Genre: Adult Fiction, Contemporary, Feminism
Growing up in the suburban hell of Misery Saga (a.k.a. Mississauga), Lizzie has never liked the way she looks—even though her best friend Mel says she’s the pretty one. She starts dating guys online, but she’s afraid to send pictures, even when her skinny friend China does her makeup: she knows no one would want her if they could really see her. So she starts to lose. With punishing drive, she counts almonds consumed, miles logged, pounds dropped. She fights her way into coveted dresses. She grows up and gets thin, navigating double-edged validation from her mother, her friends, her husband, her reflection in the mirror. But no matter how much she loses, will she ever see herself as anything other than a fat girl?
In her brilliant, hilarious, and at times shocking debut, Mona Awad simultaneously skewers the body image-obsessed culture that tells women they have no value outside their physical appearance, and delivers a tender and moving depiction of a lovably difficult young woman whose life is hijacked by her struggle to conform. As caustically funny as it is heartbreaking, 13 Ways of Looking at a Fat Girl introduces a vital new voice in fiction.
Notice!!! This is a SPOILER review!!!
(There are also swear words in some quotes)
The universe is against us, which makes sense. So we get another McFlurry and talk about how fat we are for a while.
I don’t know what I expected when I picked this one up off the shelf of a little indie store in Whistler, Canada, but it certainly wasn’t what I got.
Before I get into the review, I’d like to remind you that 3 stars is not a bad rating. 3 stars means that I enjoyed it. I didn’t love it enough to give it 4 stars, but it was a good book.
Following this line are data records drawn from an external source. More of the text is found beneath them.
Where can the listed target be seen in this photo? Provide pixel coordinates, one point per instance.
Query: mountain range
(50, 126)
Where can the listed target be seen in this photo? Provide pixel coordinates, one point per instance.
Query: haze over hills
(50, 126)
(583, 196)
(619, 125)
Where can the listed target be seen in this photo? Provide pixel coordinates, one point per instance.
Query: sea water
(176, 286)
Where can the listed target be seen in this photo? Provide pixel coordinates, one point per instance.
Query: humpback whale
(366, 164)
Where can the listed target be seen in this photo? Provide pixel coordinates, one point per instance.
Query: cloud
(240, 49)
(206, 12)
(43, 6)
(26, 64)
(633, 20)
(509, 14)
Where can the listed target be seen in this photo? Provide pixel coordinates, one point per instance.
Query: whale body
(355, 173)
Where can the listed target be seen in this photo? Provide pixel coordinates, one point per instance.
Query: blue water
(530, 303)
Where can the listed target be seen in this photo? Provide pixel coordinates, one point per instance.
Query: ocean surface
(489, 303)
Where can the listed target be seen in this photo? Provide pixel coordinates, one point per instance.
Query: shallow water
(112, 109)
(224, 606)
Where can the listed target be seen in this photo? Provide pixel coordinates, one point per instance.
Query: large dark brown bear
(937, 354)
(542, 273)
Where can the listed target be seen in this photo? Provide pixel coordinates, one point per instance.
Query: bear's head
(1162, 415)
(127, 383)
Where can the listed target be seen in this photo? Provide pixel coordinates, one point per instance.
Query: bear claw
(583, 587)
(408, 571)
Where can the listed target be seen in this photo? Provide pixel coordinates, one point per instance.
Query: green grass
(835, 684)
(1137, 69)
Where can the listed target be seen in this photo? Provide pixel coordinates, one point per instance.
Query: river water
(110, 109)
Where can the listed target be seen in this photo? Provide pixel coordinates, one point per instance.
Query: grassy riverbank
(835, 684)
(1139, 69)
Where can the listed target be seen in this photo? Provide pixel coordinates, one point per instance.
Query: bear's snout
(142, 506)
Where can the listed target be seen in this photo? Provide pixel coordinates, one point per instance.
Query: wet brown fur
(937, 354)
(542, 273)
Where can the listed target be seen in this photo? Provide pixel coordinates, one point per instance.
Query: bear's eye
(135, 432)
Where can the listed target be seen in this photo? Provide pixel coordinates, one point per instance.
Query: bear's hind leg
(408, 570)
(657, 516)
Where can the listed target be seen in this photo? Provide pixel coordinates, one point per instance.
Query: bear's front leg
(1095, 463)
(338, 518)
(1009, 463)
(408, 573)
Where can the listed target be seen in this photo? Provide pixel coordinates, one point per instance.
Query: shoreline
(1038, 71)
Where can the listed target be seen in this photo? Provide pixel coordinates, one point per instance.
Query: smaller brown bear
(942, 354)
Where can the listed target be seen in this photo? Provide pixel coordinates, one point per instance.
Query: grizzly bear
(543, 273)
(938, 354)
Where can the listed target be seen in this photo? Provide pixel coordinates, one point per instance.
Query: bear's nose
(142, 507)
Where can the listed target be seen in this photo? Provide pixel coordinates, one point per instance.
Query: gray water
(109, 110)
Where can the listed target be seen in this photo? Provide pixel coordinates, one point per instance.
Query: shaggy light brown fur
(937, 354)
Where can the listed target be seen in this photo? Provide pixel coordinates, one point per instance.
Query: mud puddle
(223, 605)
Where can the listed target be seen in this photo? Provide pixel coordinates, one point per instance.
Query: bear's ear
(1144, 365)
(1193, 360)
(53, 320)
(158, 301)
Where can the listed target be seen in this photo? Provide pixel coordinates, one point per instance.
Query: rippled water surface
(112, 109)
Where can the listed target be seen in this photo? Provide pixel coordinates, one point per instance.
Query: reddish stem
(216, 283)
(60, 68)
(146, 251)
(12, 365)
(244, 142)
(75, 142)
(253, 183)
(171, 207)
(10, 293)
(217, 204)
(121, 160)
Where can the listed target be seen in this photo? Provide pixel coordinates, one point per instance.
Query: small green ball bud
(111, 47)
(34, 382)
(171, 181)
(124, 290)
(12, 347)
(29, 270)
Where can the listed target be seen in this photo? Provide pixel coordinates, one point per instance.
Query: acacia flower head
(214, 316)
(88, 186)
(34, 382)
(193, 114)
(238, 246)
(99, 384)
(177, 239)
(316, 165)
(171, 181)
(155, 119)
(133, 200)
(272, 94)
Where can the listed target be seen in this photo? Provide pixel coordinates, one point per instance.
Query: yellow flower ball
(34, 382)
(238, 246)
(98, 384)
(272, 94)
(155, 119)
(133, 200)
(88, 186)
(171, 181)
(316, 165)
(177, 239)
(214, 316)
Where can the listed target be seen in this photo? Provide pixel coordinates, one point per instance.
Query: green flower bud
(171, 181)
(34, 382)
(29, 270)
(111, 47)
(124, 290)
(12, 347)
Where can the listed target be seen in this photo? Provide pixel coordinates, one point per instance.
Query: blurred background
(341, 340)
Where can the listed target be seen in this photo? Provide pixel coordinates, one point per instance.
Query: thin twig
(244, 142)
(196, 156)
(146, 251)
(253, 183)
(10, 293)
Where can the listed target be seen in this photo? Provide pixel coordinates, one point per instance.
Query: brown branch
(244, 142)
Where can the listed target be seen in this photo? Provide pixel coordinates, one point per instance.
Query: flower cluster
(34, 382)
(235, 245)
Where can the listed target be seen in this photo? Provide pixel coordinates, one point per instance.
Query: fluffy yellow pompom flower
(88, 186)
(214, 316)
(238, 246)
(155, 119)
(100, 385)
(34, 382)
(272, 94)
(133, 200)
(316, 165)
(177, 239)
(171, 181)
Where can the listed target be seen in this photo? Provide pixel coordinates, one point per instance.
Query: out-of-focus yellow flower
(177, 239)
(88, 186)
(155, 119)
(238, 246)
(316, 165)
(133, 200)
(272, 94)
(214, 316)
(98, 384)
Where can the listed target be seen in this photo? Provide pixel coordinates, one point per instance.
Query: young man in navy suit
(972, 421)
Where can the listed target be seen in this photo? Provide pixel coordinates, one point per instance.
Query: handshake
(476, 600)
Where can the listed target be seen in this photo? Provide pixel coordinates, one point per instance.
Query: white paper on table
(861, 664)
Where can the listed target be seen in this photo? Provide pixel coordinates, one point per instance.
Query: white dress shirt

It was not, however, a happy book, no matter how you look at it. Lizzie’s life does not get better. It was quite an adjustment for me to realize this fact. I am someone who wants everything to work out in the end, and I kept looking forward, like Oh she’s about to turn her life around. But it never happens. She starts off trapped in a too small town and too big body, but even after shedding the weight of both Lizzie is miserable.
Later on I’m going to be really fucking beautiful. I’m going to grow into that nose and develop an eating disorder. I’ll be hungry and angry all my life but I’ll also have a hell of a time.
In a sense, then, there is no action in the plot. The story revolves instead around Lizzie’s internal turmoil. Because of this, time wasn’t really a heavily weighted theme. It was present, of course, but it felt like a three dimensional space – as though it could be moved through. It felt like a pool of molasses that the reader is being pulled through. It was a strange sensation, but not altogether unpleasant. Just another thing that I had to get used to.
Because the book is so focused on Lizzie’s narrative, there is a very strong point of view being conveyed. Moreover, there is a clear distinction between Awad’s opinion and Lizzie’s, much more so than in any book I’ve ever read before. So while Lizzie is bemoaning her weight or starving herself, Awad is baring for the world the struggles that women face. The result is a very powerful novel with truth at its core.
My father has always felt that being fat was a choice.
There are very feminist values in the skeleton of the book, and I appreciated that greatly. Awad tears apart the institutionalization of fat shaming. Lizzie says so nonchalantly that only after she had slimmed down (through drastic diets and other similarly unhealthy methods) did she feel okay to face her father. Throughout the story we learn that she lost the weight for certain people: a future boyfriend, her father. Her coworkers and friends. Her husband. But never herself. I could almost hear Awad screaming through the page: it’s the culture! It’s the society! And as the book progresses it seems to crystallize in the reader’s mind as well.
There was always that shadowy twin, thin when I was fat, fat when I was thin, myself in silvery negative, with dark teeth and shining white pupils glowing in the black sunlight of that other world. —Margaret Atwood
From this hard hitting epigraph to the final page, 13 Ways of Looking at a Fat Girl makes its intent transparent: to combat the beauty standards we as a race have created. And with every honest word, that is exactly what Mona Awad does.